Liebe Forenteilnehmer,
ich bin Mutter eines 4 jährigen Kindes, welches nicht das biologische Kind meines Nochehemannes ist, aber (von allen so gewollt) sein rechtliches.
Die eigentliche Frage , da mein Nochmann die Scheidung eingereicht hat ist, ob wir das bisher gemeisame Sorgerecht und Aufenthaltbestimmungsrecht im Scheidungsverfahren einvernehmlich auf mich übertragen lassen können? Hintergrund ist, dass er tatsächlich ausschliesslich auf dem Papier der Vater ist (der richtige Dad lebt die Vater/Tochterbeziehung mit allen Konsequenzen), und die Übertragung auch ganz in seinem Sinne wäre falls ich es denn auch möchte. Geht das also so ohne weiteres, oder wird vor Gericht gefragt warum und wieso usw?
Danke für eure Antwort,
Gruß Tohuwabohu
Hallo durcheinander,
Wenn er einer Übertragung des ASR und des ABR auf dich zustimmt wird ein Gericht das nicht anders entscheiden.
Ich hoffe du entlässt ihn im Gegenzug auch aus den Unterhaltzahlungen. Und überlegst dir, ob nicht der biologische Vater, der ja bereits eine Vater-Kind-Beziehung hat diese übernimmt.

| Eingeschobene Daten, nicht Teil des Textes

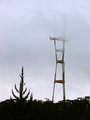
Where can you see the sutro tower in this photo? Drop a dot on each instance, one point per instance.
(59, 60)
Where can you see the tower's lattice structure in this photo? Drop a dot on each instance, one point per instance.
(59, 54)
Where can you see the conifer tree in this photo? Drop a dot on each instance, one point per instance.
(21, 91)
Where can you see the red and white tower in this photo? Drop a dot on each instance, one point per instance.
(59, 54)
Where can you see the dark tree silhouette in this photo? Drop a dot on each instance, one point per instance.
(21, 90)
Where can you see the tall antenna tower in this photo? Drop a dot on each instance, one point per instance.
(59, 60)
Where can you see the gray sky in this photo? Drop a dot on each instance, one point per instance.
(25, 27)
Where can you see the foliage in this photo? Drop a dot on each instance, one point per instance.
(21, 90)
(78, 109)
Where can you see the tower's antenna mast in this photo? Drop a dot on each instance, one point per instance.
(59, 61)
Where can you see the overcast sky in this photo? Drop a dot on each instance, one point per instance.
(25, 28)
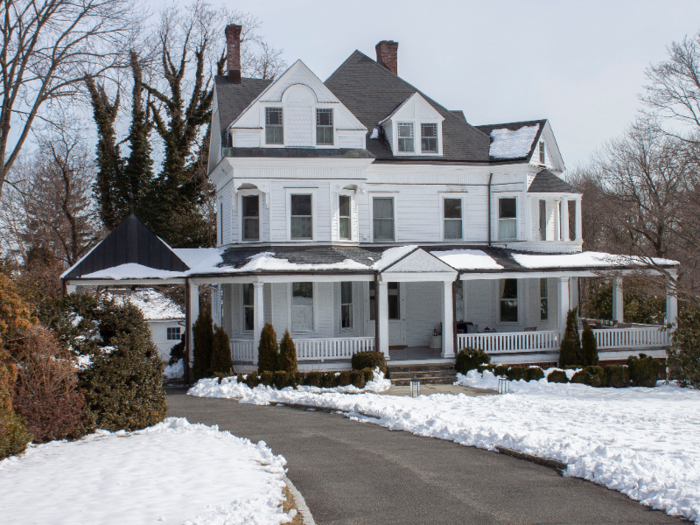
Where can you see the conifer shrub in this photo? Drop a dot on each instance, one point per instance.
(370, 359)
(644, 371)
(589, 348)
(557, 376)
(268, 350)
(203, 338)
(471, 359)
(617, 376)
(221, 355)
(288, 354)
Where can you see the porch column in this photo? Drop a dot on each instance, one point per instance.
(258, 317)
(383, 317)
(618, 303)
(563, 303)
(448, 321)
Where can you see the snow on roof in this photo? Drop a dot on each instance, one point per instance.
(467, 260)
(507, 144)
(585, 260)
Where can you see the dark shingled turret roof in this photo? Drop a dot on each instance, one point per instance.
(547, 182)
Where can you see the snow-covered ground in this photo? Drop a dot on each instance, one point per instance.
(173, 472)
(643, 442)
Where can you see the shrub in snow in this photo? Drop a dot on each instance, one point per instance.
(570, 348)
(644, 371)
(203, 337)
(557, 376)
(589, 348)
(221, 354)
(470, 359)
(288, 354)
(369, 359)
(268, 351)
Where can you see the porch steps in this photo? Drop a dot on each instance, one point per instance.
(429, 374)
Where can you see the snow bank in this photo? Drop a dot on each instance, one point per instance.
(173, 472)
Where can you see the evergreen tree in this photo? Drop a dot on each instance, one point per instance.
(288, 354)
(268, 351)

Ich weiß nicht wie es dazu kam, aber u.U. kann ja die Vaterschaft angefochten werden und so alles in die richtigen Bahnen gelenkt werden.
Tina
Ein gebrochenes Versprechen ist ein gesprochenes Verbrechen
Hey
Rein theroretisch ist das natürlich möglich ...

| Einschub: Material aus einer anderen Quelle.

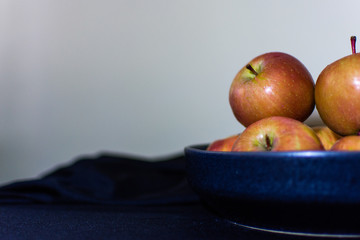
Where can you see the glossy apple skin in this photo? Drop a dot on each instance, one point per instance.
(326, 136)
(224, 144)
(285, 134)
(283, 87)
(347, 143)
(337, 95)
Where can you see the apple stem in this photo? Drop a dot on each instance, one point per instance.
(251, 69)
(353, 41)
(268, 143)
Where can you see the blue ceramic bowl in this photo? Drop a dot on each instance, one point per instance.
(304, 191)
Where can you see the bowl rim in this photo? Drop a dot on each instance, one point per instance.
(201, 149)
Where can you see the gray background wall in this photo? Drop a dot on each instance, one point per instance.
(142, 77)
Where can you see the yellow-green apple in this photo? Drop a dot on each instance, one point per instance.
(272, 84)
(347, 143)
(223, 145)
(278, 134)
(337, 94)
(326, 136)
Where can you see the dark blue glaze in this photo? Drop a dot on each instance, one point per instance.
(280, 190)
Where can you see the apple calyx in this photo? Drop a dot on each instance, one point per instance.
(353, 41)
(252, 70)
(268, 145)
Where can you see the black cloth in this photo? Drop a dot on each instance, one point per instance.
(114, 197)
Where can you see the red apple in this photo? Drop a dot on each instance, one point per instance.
(347, 143)
(277, 134)
(337, 94)
(223, 145)
(326, 136)
(272, 84)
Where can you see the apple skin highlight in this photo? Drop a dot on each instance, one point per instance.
(281, 86)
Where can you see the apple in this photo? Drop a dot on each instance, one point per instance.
(223, 145)
(347, 143)
(326, 136)
(337, 94)
(278, 134)
(272, 84)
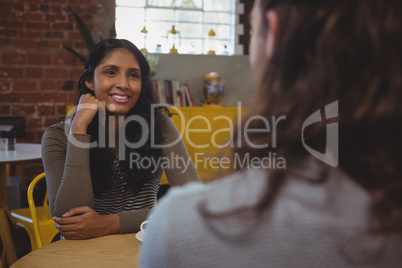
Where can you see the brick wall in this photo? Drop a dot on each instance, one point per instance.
(38, 76)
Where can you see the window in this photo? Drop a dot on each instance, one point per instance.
(192, 19)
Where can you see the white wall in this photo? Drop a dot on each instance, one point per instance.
(234, 71)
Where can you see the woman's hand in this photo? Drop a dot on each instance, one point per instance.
(84, 222)
(88, 106)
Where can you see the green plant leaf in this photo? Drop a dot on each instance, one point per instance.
(88, 38)
(75, 53)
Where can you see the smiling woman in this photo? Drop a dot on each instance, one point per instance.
(92, 189)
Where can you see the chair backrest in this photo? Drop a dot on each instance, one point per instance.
(32, 208)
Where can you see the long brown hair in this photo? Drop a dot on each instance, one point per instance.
(345, 51)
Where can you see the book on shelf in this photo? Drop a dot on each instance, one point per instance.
(171, 91)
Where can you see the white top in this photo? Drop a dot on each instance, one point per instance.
(22, 152)
(312, 224)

Aber ich kratze mich doch grad etwas am Kopf...wieso denn aber das hier alles??..:
welches nicht das biologische Kind meines Nochehemannes ist, aber (von allen so gewollt) sein rechtliches.
der richtige Dad lebt die Vater/Tochterbeziehung mit allen Konsequenzen
Warum nicht für den richtigen Vater, nicht nur alle Konsequanzen, sondern auch alle Rechte ??!!!
Davon mal abgesehen, kann er dann ja nicht wirklich richtige "Konsequenzen" tragen..u leider auch keine Rechte..
Warum keine Vaterschaftsanerkennung, warum kein GSR mit dem richtigen Vater??
Etwas merkwürdig oder?!
U rein rechtlich wäre dein Nochehemann derenige der dien Konsequenzen zu tragen hat..u nicht der wirkliche Vater..
Sind sich überhaupt alle wirklich im klaren über DIESE Tragweite der Sache...?
Gruß
Jens
Hallo,
und danke für eure Antworten
Das hat sich damals alles so ergeben - der richtige Dad wollte damals nicht eingetragen werden- mein Nochehemann hatte kein Problem damit rechtlicher Vater zu sein. Und natürlich habe ich den "nur" rechtlichen Vater auch nicht zu Unterhaltszahlungen herangezogen, es war und ist für den richtigen Daddy ganz selbstverständlich diesen Part zu tragen, sowie auch überhaupt die Rolle des richtigen Vaters mit dem Kind zu leben. Mein Nochehemann hätte ja zur Anfechtung die 2 Jahresfrist beachten müssen wenn er denn aus der "Papiervaterrolle" rausgewollt hätte- was er aber nicht wollte. Wenn ich als Mutter richtig informiert bin, dann kann ich die bestehende Vaterschaft im Namen des Kindes jederzeit anfechten und richtig stellen lassen - und ebenso das Kind selbst sobald es 18 ist und dies wünscht.Das alles wird auch passieren - aber eben erst irgendwann nach der Scheidung.Läuft also alles problemlos und alle sind zufrieden mit dem wie es ist.
Geht also lediglich um die Frage ob es "einfach" so machbar ist im Scheidungsverfahren, ohne dass man den Hintergrund des ganzen darlegen muss.